Last Friday I wrote a post with a similar theme: Get Your Nonprofit Ready for 2011.  Well, this post is inspired by an article today on MarketingWeb, “11 brand and marketing trends for ’11” by Dr. Robert Passikoff.

Donors are also consumers.  That’s why this article — and how I’ve adapted it for nonprofits — is relevant to your charity.  Because throughout their day donors receive considerable exposure to the for-profit world and its marketing.  But that doesn’t mean for-profit marketers are in full control of the scene anymore than you are of yours.

Power to the people.  Consumers and donors are driving the train most of the time. 

11 trends and how they relate to nonprofits

According to Dr. Passikoff, “… these 11 trends will have direct consequences to the success – or failure – of next year’s branding and marketing efforts.” 

1 – “Value is what the consumer donor says it is”

Give me a reason to donate.  Saying you have a need isn’t enough.  Give meaning to my action of giving.

2 – “Brand, meet value . . . “

The lines between brand and value are blurring.  Donors will brand your nonprofit based on what they believe you stand for.  And what they value is intertwined with your brand.

3 – “Zappos-ification”

This expression comes from Zappos shoes.    “… its brand equity lies primarily in the emotional driver of service – how it gets shoes to customers and accepts returns.”  What do donors really expect?  Is it great service?  Is it expecting friendly staff on the phone; staff that can answer their questions; and staff who are trained to guide donors to the next giving step?

4 – “Ethosnomics”

“Corporate social responsibility efforts will need to be believable, sustained, and engaging.  Some of the strongest will come from those brands that connect the public and the personal in today’s financially-strained world.” 

For-profit companies are under a lot of pressure too.  Choose your corporate partners (cause marketing) carefully.  And be ready to give what they need from you in order to satisfy their customers … your potential donors.

5 – “Differentiation can be emotional”

You must differentiate your organization from others with a similar mission.  For example: Are you absolutely positive all your donors remember that they gave to your charity serving disabled veterans as opposed to one of the several others with essentially the same mission?  I bet they don’t.

What emotional experience do you give donors?  How rewarding is their experience with you?  How is their experience with you different from the other charities like yours?

6 – “They’re talking to each other before talking to the brand”

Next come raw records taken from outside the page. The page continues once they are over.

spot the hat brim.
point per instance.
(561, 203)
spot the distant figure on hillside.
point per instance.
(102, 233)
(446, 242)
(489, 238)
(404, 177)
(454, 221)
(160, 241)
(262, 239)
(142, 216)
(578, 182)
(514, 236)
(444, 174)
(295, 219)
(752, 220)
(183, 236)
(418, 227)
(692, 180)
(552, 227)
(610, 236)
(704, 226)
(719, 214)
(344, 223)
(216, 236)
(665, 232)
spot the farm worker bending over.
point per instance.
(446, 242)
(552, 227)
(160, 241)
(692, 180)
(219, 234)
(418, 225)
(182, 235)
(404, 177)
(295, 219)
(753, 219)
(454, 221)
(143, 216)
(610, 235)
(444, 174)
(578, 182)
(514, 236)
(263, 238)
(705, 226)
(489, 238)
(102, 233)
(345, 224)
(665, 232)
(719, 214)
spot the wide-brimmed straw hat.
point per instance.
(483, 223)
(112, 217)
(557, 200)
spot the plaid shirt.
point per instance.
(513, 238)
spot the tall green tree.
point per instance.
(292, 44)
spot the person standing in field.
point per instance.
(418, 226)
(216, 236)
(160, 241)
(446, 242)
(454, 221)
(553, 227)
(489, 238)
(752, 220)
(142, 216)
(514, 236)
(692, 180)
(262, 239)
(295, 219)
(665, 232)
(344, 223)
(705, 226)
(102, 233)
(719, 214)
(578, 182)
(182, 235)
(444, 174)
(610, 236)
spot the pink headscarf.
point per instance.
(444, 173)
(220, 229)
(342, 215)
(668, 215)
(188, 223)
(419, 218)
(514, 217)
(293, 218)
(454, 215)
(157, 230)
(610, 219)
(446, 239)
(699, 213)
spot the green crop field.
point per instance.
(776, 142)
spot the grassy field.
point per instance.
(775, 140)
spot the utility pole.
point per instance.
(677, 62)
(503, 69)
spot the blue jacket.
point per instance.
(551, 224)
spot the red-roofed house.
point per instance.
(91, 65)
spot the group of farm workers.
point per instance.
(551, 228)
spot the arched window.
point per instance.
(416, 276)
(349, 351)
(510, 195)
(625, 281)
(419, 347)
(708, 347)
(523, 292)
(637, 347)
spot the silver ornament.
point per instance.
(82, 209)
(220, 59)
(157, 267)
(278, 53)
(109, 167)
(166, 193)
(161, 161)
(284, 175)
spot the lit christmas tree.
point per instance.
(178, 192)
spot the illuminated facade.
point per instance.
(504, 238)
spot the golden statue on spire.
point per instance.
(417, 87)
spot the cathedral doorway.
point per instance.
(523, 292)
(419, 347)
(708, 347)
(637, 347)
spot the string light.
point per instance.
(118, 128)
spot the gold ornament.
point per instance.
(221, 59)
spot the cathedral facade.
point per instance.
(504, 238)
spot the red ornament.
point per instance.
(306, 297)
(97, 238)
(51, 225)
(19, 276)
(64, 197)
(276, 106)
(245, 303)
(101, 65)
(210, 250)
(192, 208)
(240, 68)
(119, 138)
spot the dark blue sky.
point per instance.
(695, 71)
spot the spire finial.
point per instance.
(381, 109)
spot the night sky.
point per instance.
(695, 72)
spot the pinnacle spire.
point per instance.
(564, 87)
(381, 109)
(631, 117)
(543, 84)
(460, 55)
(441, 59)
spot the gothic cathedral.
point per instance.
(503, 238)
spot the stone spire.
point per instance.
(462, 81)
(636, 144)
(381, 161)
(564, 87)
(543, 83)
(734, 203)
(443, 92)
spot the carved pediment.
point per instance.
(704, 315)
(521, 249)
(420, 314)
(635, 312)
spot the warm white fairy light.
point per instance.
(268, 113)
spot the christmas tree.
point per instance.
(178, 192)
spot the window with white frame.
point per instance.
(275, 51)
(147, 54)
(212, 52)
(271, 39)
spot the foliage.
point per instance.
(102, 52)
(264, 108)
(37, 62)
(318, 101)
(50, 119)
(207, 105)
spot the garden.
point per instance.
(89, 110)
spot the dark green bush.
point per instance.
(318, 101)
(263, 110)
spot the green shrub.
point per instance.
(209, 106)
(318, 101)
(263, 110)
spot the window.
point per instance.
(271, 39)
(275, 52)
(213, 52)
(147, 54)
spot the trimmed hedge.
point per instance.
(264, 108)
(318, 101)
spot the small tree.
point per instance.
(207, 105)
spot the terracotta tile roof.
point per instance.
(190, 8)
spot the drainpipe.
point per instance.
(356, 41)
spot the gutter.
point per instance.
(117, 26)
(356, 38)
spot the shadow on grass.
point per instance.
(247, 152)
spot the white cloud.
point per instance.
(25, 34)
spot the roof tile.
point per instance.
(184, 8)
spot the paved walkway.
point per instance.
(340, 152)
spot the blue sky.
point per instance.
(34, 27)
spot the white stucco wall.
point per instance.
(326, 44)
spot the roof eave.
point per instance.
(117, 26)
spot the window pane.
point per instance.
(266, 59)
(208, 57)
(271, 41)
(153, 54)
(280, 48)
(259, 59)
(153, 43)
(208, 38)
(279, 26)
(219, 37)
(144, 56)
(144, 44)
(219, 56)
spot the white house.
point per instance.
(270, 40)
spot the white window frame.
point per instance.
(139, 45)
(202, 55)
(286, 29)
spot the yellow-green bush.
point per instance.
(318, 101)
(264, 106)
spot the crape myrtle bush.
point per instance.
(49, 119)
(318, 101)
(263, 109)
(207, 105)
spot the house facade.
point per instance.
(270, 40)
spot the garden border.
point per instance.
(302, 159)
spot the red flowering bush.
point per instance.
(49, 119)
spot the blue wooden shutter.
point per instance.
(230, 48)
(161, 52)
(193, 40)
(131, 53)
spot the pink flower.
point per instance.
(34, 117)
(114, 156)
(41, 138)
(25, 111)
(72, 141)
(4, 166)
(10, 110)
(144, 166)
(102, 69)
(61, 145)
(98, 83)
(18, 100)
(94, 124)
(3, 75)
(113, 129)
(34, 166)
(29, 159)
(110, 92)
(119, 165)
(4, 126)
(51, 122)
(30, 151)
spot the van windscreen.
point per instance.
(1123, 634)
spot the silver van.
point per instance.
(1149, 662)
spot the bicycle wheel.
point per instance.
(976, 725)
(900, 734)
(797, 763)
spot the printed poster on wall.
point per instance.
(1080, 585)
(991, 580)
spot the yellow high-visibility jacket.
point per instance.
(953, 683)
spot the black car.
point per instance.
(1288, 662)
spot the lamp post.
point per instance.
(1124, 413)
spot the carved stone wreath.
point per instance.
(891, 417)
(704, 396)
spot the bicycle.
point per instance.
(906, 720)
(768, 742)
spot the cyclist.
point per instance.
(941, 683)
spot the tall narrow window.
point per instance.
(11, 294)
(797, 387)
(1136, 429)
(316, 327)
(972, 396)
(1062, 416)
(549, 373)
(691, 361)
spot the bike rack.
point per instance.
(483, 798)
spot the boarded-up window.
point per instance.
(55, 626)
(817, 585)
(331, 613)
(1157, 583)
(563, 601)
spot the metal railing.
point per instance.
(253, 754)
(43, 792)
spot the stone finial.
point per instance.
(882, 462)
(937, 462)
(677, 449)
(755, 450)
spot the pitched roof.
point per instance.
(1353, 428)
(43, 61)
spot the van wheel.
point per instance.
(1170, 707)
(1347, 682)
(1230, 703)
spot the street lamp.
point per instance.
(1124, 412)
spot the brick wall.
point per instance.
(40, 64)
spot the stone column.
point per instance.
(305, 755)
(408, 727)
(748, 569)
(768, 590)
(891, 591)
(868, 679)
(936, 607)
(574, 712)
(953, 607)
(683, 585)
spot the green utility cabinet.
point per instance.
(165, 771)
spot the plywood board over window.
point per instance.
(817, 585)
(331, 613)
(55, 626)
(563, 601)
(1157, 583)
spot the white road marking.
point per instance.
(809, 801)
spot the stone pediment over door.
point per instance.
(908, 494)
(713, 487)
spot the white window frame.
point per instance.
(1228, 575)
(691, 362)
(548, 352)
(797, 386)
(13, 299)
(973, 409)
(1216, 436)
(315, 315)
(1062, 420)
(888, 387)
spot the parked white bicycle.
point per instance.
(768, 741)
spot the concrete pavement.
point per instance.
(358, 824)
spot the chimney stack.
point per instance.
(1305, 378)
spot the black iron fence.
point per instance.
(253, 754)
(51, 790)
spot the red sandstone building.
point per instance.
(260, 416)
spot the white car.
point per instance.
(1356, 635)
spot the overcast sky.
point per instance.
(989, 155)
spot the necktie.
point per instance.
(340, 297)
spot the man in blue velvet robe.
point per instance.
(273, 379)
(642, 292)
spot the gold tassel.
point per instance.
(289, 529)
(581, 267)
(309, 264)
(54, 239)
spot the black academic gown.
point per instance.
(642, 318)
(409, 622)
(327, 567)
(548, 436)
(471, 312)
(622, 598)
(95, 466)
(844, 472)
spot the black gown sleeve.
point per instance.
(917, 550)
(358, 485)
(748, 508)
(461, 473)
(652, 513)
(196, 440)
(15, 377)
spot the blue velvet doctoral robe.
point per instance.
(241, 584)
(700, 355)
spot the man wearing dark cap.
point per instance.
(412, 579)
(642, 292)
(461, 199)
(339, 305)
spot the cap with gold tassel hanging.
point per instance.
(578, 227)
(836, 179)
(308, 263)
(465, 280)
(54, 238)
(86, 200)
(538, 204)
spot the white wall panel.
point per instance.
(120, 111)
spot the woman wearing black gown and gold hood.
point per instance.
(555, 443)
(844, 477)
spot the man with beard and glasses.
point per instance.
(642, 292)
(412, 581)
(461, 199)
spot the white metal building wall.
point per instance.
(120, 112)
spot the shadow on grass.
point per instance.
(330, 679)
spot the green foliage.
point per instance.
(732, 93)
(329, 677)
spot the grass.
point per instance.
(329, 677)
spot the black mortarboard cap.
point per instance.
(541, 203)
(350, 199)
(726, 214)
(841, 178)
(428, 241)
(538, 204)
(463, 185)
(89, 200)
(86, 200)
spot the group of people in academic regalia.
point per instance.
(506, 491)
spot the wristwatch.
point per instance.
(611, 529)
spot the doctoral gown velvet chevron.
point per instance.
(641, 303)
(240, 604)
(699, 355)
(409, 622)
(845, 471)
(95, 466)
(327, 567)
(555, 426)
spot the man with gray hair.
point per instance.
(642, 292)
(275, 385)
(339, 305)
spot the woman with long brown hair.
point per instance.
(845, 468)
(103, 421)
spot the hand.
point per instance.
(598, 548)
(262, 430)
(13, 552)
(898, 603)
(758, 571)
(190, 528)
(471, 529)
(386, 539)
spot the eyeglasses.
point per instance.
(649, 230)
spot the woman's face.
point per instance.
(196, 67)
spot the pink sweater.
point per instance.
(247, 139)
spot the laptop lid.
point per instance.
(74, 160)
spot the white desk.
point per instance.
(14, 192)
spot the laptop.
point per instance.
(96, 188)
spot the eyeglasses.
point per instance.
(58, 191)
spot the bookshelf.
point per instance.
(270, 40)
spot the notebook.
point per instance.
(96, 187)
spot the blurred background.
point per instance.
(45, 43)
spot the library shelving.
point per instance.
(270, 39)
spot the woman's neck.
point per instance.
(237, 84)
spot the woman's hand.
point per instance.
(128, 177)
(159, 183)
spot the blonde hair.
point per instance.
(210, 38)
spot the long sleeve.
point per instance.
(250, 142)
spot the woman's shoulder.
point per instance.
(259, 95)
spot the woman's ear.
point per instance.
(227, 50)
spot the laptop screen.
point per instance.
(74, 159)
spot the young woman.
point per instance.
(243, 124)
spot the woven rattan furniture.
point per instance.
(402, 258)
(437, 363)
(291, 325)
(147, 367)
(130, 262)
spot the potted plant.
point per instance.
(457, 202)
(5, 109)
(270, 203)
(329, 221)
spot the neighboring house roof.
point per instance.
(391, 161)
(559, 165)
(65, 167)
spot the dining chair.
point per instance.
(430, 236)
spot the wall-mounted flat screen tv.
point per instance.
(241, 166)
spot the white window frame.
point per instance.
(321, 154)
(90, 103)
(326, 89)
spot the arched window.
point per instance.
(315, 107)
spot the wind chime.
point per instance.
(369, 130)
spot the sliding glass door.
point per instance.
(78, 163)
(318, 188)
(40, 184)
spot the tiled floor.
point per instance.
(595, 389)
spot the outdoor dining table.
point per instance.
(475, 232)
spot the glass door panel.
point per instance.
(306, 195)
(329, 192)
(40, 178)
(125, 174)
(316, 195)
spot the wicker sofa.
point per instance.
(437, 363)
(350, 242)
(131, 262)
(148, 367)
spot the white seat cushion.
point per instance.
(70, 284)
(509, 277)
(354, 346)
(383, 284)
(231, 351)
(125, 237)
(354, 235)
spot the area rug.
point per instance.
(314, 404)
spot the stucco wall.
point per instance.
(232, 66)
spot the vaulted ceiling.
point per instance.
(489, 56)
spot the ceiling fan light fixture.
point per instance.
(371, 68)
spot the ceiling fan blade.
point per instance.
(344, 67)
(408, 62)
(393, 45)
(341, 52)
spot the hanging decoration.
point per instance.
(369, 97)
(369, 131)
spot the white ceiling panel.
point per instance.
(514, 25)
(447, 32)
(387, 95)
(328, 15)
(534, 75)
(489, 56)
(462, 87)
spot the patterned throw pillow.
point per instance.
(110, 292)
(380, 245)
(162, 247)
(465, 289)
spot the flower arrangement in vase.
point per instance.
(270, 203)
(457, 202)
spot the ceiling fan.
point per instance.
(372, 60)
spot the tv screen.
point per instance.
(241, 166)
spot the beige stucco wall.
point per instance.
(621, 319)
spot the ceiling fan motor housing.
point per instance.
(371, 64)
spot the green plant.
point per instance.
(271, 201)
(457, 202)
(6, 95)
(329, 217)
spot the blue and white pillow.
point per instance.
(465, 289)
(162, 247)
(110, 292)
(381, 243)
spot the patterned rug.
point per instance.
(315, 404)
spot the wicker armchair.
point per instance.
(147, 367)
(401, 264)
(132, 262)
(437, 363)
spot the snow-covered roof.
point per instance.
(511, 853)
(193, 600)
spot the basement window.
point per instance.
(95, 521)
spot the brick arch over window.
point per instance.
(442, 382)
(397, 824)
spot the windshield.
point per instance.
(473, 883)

Donors read about you online, in social networks, and in media you don’t directly influence.  Drive positive feedback about you to the web.  Get your loyal supporters to say why they’re loyal.  Make sharing of the information easy for them.

7 – “Friendtelligence”

Friends influencing friends will continue to increase.  If donors trust the community, they’ll extend trust to you.  I believe this will also impact the opportunity for more grassroots fundraising, the super volunteers, and Independent Fundraising Events.  Again, make it easy for your fans to raise money on your behalf. See my post, The New Super Heroes of Fundraising

8 – “Putting the brand into their hands”

It’s increasingly handheld technology that facilitates transactions. Brands Nonprofits that make it hard to buy donate and engage on the small screen will suffer.”  Get mobile and cultivate with it, have mobile-friendly email, have pages of your website that are mobile-friendly, etc.  I show you how easy, affordable, and doable mobile is for even the small nonprofits in my guide, Mobile for Nonprofits – Connecting to Donors Through the Power of Mobile.

9 – “Prolifetition”

Competition for donor dollars will continue.  Competition from all the nonprofits asking for donations.  Competition from a struggling economy.  Competition from changing attitudes toward giving to charity.  Like it or not, as a nonprofit you have competition everywhere.

10 – “Exponential expectations”

“Every day consumers donors adopt and devour the latest technologies and innovations, and only hunger for more.  As app technology becomes more entrenched, brands nonprofits will be expected to deliver in that space.”  You’ll be expected to give them what they (donors) want in the way they want it.

You’ve seen the studies, seniors are wired.  Oh, not as much as those younger but if they want to communicate with their grandkids (and I believe they do), they’ll learn and adapt as much as they can.

Also, remember that Boomers are very comfortable working with the latest technology, as well as using more traditional media.  They’re your huge “young donor” pool of tommorrow and Boomers are definitely connected.

11 – “Engagement is not a fad”

Engagement is our world.  Period.  And you’ll need to be prepared to engage donors with up-to-date awareness models; with emerging technology; in creative ways that donors select and demand.

In addition to creating his own vocabulary, Dr. Passikoff hit the nail on the head over and over again. 

He ends by saying that although many of these trends require some change . . . change in how you measure, manage and market your nonprofit . . . if you ignore these nonprofit marketing trends for 2011 you just might lose your last chance to survive and help those who need you most.